I want to generate a 2 x 3 cross table which shows the number of people who survived by grade and treatment. I am using tbl_strata() and tbl_summary() from gtsummary to do this.

This code is getting close to the desired outcome:

library(tidyverse)
library(gtsummary)

df %>% 
  tbl_strata(
    strata = grade,
    ~.x %>%
      tbl_summary(
        by = death,
        percent = "row"
      ))

Which produces a plot that looks like this:

Characteristic Grade 1 Survived, N = 10 Grade 1 Died, N = 17 Grade 2 Survived, N = 9 Grade 2 Died, N = 14
Treatment
Drug A 5 (28%) 13 (72%) 5 (42%) 7 (58%)
Drug B 5 (56%) 4 (44%) 4 (36%) 7 (64%)

However the desired output is:

Treatment Grade 1 Died Grade 2 Died P-Value
Drug A 13 (72%) 7 (58%) 0.46
Drug B 4 (44%) 7 (64%) 0.65

How can I use gtsummary to filter out/collapse the 'Survived` columns to simplify the table, and is it possible to add a Fisher's exact p-value for the relationship between death and grade (for the two separate drugs)?


Solution

  • There are multiple ways to accomplish this. You could filter out individuals who survived since you're only interested in death occurrences, then use tbl_strata() to stratify by treatment rather than grade. Finally, inside tbl_strata(), you can use tbl_summary() to summarize by grade and calculate percentages and use add_p() for your p-values (or whichever method of p-value calculation you prefer).

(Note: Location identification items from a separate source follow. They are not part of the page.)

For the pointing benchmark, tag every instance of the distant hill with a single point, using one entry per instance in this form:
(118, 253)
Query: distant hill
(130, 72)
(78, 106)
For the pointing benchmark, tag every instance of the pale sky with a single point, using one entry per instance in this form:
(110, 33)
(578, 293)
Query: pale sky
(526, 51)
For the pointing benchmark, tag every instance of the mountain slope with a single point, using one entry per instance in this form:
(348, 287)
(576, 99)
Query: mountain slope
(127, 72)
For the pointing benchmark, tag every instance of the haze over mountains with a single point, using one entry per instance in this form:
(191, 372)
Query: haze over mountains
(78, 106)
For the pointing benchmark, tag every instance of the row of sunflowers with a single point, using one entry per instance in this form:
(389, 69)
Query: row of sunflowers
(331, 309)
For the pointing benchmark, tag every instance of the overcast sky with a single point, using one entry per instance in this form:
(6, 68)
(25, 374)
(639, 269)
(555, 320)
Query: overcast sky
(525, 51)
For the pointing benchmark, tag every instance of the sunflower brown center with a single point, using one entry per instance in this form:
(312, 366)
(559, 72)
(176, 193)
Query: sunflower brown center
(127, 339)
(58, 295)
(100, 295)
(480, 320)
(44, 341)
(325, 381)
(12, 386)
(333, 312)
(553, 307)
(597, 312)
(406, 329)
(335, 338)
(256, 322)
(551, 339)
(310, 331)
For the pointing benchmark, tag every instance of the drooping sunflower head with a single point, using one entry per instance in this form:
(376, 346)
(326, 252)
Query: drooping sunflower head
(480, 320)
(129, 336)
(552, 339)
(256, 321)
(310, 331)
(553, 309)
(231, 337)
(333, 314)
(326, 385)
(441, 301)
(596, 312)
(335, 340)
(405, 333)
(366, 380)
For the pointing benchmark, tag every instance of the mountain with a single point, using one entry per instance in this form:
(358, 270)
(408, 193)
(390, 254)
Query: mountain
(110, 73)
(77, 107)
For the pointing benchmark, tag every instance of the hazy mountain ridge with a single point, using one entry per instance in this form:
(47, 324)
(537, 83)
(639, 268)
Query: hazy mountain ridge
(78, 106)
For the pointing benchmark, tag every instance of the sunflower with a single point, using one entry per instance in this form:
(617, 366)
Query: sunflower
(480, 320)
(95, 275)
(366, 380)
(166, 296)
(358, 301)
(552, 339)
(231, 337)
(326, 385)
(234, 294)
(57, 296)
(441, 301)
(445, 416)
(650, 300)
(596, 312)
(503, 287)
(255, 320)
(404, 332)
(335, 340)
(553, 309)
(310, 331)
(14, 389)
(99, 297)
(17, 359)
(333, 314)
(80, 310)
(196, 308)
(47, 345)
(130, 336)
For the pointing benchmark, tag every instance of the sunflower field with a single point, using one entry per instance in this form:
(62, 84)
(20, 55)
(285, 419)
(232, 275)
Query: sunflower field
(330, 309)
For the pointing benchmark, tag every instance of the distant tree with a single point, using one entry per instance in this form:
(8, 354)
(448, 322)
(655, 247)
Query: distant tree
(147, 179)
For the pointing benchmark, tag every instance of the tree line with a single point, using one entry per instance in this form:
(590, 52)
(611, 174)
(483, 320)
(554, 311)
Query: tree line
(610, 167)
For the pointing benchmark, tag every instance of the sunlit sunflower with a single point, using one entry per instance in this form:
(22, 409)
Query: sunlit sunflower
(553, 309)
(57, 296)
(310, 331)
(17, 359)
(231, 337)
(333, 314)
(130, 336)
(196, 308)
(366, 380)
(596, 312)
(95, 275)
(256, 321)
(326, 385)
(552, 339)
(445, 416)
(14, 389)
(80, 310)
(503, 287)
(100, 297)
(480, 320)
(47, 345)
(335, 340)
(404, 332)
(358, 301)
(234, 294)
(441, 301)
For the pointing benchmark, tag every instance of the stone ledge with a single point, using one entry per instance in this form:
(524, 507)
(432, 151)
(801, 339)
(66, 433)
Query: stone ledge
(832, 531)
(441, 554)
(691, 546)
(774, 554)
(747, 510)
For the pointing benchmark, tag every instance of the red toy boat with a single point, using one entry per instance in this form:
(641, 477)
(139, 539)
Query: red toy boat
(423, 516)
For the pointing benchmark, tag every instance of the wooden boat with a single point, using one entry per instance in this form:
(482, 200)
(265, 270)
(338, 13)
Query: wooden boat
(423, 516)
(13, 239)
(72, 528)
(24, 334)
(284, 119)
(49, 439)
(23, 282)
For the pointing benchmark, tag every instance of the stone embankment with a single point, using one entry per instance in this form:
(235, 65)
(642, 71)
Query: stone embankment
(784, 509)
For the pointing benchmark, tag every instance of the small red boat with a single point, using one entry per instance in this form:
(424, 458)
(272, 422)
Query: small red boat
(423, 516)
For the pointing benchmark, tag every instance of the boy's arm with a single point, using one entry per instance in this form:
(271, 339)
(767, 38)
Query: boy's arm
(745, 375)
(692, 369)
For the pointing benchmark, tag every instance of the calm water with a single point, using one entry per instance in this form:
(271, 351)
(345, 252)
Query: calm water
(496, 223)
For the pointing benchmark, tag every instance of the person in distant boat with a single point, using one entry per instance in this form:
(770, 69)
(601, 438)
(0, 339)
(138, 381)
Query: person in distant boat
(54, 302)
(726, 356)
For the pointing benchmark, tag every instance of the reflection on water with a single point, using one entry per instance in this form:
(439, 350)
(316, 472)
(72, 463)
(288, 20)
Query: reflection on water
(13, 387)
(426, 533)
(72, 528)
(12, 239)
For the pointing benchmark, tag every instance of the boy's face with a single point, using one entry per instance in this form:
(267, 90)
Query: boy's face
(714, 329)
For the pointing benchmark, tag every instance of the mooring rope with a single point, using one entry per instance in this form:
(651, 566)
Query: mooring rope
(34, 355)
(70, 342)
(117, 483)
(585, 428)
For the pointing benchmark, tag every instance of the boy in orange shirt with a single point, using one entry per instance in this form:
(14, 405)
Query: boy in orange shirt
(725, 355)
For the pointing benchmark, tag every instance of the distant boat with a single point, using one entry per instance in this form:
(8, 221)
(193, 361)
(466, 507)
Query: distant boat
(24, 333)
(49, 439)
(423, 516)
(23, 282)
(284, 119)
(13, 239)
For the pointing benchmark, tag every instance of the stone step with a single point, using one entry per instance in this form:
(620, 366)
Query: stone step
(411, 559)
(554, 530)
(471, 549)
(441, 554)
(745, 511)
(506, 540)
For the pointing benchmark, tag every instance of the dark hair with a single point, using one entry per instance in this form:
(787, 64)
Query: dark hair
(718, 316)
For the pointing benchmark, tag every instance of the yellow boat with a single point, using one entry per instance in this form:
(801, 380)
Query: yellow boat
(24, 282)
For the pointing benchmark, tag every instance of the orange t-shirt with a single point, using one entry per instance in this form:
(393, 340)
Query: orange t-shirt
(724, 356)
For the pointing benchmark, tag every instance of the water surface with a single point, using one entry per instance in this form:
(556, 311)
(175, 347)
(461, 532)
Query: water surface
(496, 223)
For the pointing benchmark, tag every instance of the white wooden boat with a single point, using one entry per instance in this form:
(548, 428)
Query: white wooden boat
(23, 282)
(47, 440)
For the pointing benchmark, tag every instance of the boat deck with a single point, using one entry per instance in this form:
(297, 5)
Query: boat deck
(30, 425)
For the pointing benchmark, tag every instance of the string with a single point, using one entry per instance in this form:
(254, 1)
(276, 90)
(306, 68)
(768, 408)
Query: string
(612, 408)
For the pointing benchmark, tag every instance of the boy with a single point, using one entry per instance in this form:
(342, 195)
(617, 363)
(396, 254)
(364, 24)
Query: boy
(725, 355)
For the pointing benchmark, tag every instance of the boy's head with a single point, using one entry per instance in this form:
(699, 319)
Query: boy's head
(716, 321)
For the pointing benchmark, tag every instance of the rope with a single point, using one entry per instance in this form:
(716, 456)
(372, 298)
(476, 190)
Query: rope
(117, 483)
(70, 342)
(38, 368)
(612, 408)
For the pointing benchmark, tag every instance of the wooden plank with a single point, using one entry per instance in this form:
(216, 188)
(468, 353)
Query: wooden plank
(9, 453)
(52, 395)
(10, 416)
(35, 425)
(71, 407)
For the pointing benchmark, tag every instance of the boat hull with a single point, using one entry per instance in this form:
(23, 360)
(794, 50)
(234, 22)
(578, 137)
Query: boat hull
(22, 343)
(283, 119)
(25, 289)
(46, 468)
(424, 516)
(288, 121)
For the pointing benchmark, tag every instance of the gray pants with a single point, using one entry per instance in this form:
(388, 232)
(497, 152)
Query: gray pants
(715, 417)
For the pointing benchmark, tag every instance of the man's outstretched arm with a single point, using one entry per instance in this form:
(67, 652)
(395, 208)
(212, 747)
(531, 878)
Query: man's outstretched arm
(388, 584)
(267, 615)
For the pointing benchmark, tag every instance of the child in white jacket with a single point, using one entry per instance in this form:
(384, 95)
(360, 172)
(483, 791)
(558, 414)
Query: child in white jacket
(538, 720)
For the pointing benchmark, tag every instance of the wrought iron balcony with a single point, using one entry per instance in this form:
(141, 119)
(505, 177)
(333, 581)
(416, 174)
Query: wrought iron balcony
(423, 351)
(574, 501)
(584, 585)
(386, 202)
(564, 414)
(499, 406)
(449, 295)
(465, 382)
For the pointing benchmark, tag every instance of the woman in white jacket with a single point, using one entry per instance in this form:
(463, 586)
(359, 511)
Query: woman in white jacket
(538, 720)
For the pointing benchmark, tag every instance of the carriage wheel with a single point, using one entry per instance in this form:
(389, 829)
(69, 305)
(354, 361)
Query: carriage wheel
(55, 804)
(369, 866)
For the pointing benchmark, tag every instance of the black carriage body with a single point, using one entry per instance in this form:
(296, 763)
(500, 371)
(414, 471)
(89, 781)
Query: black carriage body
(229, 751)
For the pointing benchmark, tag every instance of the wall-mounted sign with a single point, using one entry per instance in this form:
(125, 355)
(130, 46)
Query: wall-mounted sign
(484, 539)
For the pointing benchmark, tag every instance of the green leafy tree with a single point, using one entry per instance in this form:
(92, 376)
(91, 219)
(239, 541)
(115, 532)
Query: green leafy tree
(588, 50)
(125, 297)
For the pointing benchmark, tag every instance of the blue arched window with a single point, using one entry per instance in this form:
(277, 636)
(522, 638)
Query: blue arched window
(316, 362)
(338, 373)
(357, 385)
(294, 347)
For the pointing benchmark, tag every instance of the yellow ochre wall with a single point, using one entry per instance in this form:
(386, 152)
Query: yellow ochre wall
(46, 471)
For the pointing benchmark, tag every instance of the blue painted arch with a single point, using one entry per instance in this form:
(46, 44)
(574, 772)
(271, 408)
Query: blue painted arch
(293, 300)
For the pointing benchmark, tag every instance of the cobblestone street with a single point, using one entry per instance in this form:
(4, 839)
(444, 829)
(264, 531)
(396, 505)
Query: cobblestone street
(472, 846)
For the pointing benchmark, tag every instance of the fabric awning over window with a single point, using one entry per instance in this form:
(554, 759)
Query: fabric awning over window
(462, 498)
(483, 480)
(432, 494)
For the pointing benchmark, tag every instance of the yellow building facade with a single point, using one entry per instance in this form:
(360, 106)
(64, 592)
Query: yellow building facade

    Here is an example of the structure I am thinking of:

    df_filtered <- df %>% 
      filter(death == "Died")
    table_output <- df_filtered %>%
      tbl_strata(
        strata = treatment,
        .f = ~ .x %>%
          tbl_summary(
            by = grade,
            missing = "no"
          ) %>%
          add_n() %>% # Add counts
          modify_header(label = "**Grade**") %>% # Modify the header
          add_p(test = list(all_continuous() ~ "fisher.test")) # Add Fisher's exact test p-value
      )
    print(table_output)
    

    Another option is to use tbl_strata(strata = treatment) to stratify by treatment, and create separate tables for Drug A and Drug B.

    To get your count and percentage format, you can use statistic = list(all_categorical() ~ "{n} ({p}%)").

    And you can specify Fisher's exact explicitly as well: add_p(test = all_categorical() ~ "fisher").

    This way, your code might look something like this:

    df %>%
      tbl_strata(
        strata = treatment,
        ~.x %>%
          tbl_summary(
            by = grade,
            statistic = list(all_categorical() ~ "{n} ({p}%)"),
            missing = "no"
          ) %>%
          add_p(test = all_categorical() ~ "fisher.test")
      )
    

    You can further modify various aspects of formatting like this:

       %>% modify_header(stat_by = "Grade")
       %>% as_gt() %>%  
           tbl_caption(
             caption =  "Captions"
           )